Bug 1796524

Summary: pvmove segfault when attempting to move device below writecache internal cwpool_cvol volume
Product: Red Hat Enterprise Linux 8 Reporter: Corey Marthaler <cmarthal>
Component: lvm2Assignee: LVM and device-mapper development team <lvm-team>
lvm2 sub component: Cache Logical Volumes QA Contact: cluster-qe <cluster-qe>
Status: CLOSED ERRATA Docs Contact:
Severity: medium    
Priority: unspecified CC: agk, heinzm, jbrassow, mcsontos, msnitzer, pasik, prajnoha, teigland, zkabelac
Version: 8.2Flags: pm-rhel: mirror+
Target Milestone: rc   
Target Release: 8.0   
Hardware: x86_64   
OS: Linux   
Whiteboard:
Fixed In Version: lvm2-2.03.08-1.el8 Doc Type: If docs needed, set a value
Doc Text:
Story Points: ---
Clone Of: Environment:
Last Closed: 2020-04-28 16:58:59 UTC Type: Bug
Regression: --- Mount Type: ---
Documentation: --- CRM:
Verified Versions: Category: ---
oVirt Team: --- RHEL 7.3 requirements from Atomic Host:
Cloudforms Team: --- Target Upstream Version:
Embargoed:

Description Corey Marthaler 2020-01-30 16:13:24 UTC
Description of problem:

[root@hayes-02 ~]# lvs -a -o +devices | grep /dev/sdn2
  [cworigin_wcorig]   pv_shuffle_A owi-aoC---  752.00m                                                                         /dev/sdn2(3503)                                                            
  [cwpool_cvol]       pv_shuffle_A Cwi-aoC---  500.00m                                                                         /dev/sdn2(3691)                                                            

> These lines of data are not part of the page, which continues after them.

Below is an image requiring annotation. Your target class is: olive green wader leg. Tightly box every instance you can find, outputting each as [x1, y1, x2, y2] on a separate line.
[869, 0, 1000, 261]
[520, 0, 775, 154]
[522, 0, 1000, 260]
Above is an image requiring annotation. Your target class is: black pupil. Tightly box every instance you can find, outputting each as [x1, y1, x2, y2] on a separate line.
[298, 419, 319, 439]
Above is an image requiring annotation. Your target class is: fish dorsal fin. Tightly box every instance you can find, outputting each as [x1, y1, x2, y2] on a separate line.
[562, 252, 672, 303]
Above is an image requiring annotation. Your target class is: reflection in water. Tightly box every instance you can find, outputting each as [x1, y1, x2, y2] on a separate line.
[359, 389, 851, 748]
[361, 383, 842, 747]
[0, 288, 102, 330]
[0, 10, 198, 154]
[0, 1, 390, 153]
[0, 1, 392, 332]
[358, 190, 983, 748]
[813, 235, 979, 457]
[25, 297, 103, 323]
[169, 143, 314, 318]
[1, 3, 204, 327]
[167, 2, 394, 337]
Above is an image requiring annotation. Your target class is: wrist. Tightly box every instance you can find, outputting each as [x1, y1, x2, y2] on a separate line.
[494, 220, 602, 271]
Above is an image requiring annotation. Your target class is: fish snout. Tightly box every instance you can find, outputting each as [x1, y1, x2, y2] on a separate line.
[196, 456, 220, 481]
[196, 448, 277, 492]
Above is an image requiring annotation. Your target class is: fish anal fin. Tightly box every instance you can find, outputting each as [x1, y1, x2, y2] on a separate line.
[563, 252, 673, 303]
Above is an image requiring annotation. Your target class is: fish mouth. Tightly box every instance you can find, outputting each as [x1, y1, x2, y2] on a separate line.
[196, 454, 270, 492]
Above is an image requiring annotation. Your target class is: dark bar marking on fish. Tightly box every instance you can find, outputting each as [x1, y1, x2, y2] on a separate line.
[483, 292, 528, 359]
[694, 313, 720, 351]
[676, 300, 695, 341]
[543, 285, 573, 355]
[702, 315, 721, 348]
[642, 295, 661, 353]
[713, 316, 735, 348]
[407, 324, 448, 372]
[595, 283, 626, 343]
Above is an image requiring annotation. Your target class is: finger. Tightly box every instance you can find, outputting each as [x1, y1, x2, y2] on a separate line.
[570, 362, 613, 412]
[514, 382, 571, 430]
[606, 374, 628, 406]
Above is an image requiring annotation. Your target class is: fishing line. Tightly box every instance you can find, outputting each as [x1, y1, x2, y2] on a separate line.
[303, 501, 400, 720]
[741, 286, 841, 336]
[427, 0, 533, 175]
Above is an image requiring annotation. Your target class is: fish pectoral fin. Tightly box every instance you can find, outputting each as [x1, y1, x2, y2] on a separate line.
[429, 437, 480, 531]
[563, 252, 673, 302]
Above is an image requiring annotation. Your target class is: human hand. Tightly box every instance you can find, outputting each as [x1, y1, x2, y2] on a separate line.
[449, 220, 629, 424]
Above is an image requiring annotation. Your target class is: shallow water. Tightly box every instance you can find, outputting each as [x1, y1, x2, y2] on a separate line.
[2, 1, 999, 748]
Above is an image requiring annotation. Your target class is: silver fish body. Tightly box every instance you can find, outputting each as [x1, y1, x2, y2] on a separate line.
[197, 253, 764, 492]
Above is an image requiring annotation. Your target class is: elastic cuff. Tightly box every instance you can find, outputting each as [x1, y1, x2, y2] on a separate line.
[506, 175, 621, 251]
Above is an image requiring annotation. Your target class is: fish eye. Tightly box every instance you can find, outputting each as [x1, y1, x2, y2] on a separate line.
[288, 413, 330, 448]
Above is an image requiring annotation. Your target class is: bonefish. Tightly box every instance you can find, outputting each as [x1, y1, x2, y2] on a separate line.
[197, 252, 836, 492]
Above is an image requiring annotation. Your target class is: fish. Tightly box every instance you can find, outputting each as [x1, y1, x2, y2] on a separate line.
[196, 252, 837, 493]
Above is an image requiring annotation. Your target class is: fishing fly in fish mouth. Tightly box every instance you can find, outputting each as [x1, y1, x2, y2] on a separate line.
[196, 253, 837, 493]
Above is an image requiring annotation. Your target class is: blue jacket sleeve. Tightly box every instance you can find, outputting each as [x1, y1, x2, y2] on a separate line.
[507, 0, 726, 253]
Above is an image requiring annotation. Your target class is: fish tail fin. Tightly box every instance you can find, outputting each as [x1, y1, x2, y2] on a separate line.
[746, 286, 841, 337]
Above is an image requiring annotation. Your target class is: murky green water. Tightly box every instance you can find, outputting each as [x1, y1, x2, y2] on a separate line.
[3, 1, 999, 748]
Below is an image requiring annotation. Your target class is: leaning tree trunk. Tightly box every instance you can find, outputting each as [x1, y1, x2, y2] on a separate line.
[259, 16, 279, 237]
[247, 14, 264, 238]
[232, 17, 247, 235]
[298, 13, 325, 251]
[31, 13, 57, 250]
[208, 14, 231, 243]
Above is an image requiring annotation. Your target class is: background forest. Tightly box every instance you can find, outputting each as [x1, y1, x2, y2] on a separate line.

# this internal pvmove succeeds:
[root@hayes-02 ~]# pvmove -n pv_shuffle_B/cworigin_wcorig -v /dev/sdm1 /dev/sdb2
  Archiving volume group "pv_shuffle_B" metadata (seqno 58).
  Creating logical volume pvmove0
  activation/volume_list configuration setting not defined: Checking only host tags for pv_shuffle_B/cworigin.
  Moving 188 extents of logical volume pv_shuffle_B/cworigin_wcorig.
  activation/volume_list configuration setting not defined: Checking only host tags for pv_shuffle_B/cworigin.
  Loading table for pv_shuffle_B-cwpool_cvol (253:75).
  Suppressed pv_shuffle_B-cwpool_cvol (253:75) identical table reload.
  Creating pv_shuffle_B-pvmove0
  Loading table for pv_shuffle_B-pvmove0 (253:39).
  Loading table for pv_shuffle_B-cworigin_wcorig (253:76).
  Loading table for pv_shuffle_B-cworigin (253:77).
  Suppressed pv_shuffle_B-cworigin (253:77) identical table reload.
  Suspending pv_shuffle_B-cworigin (253:77) with device flush
  Suspending pv_shuffle_B-cwpool_cvol (253:75) with device flush
  Suspending pv_shuffle_B-cworigin_wcorig (253:76) with device flush
  Loading table for pv_shuffle_B-cwpool_cvol (253:75).
  Suppressed pv_shuffle_B-cwpool_cvol (253:75) identical table reload.
  Loading table for pv_shuffle_B-cworigin (253:77).
  Suppressed pv_shuffle_B-cworigin (253:77) identical table reload.
  Resuming pv_shuffle_B-pvmove0 (253:39).
  Resuming pv_shuffle_B-cwpool_cvol (253:75).
  Resuming pv_shuffle_B-cworigin_wcorig (253:76).
  Resuming pv_shuffle_B-cworigin (253:77).
  Creating volume group backup "/etc/lvm/backup/pv_shuffle_B" (seqno 59).
  activation/volume_list configuration setting not defined: Checking only host tags for pv_shuffle_B/pvmove0.
  Checking progress before waiting every 15 seconds.
  /dev/sdm1: Moved: 0.53%
  /dev/sdm1: Moved: 100.00%
  Polling finished successfully.

# this does not:
[root@hayes-02 ~]# pvmove -n pv_shuffle_B/cwpool_cvol -v /dev/sdm1 /dev/sdb2
  Archiving volume group "pv_shuffle_B" metadata (seqno 61).
  Creating logical volume pvmove0
  activation/volume_list configuration setting not defined: Checking only host tags for pv_shuffle_B/cworigin.
  Moving 125 extents of logical volume pv_shuffle_B/cwpool_cvol.
  activation/volume_list configuration setting not defined: Checking only host tags for pv_shuffle_B/cworigin.
Segmentation fault (core dumped)

[root@hayes-02 ~]# lvs -a -o +devices pv_shuffle_B
  LV                  VG           Attr       LSize    Pool          Origin            Data%  Meta%  Move Log Cpy%Sync Convert Devices                                                                    
  [...]
  cworigin            pv_shuffle_B Cwi-aoC---  752.00m [cwpool_cvol] [cworigin_wcorig]                                         cworigin_wcorig(0)                                                         
  [cworigin_wcorig]   pv_shuffle_B owi-aoC---  752.00m                                                                         /dev/sdb2(685)                                                             
  [cwpool_cvol]       pv_shuffle_B Cwi-aoC---  500.00m                                                                         /dev/sdm1(871)                                                             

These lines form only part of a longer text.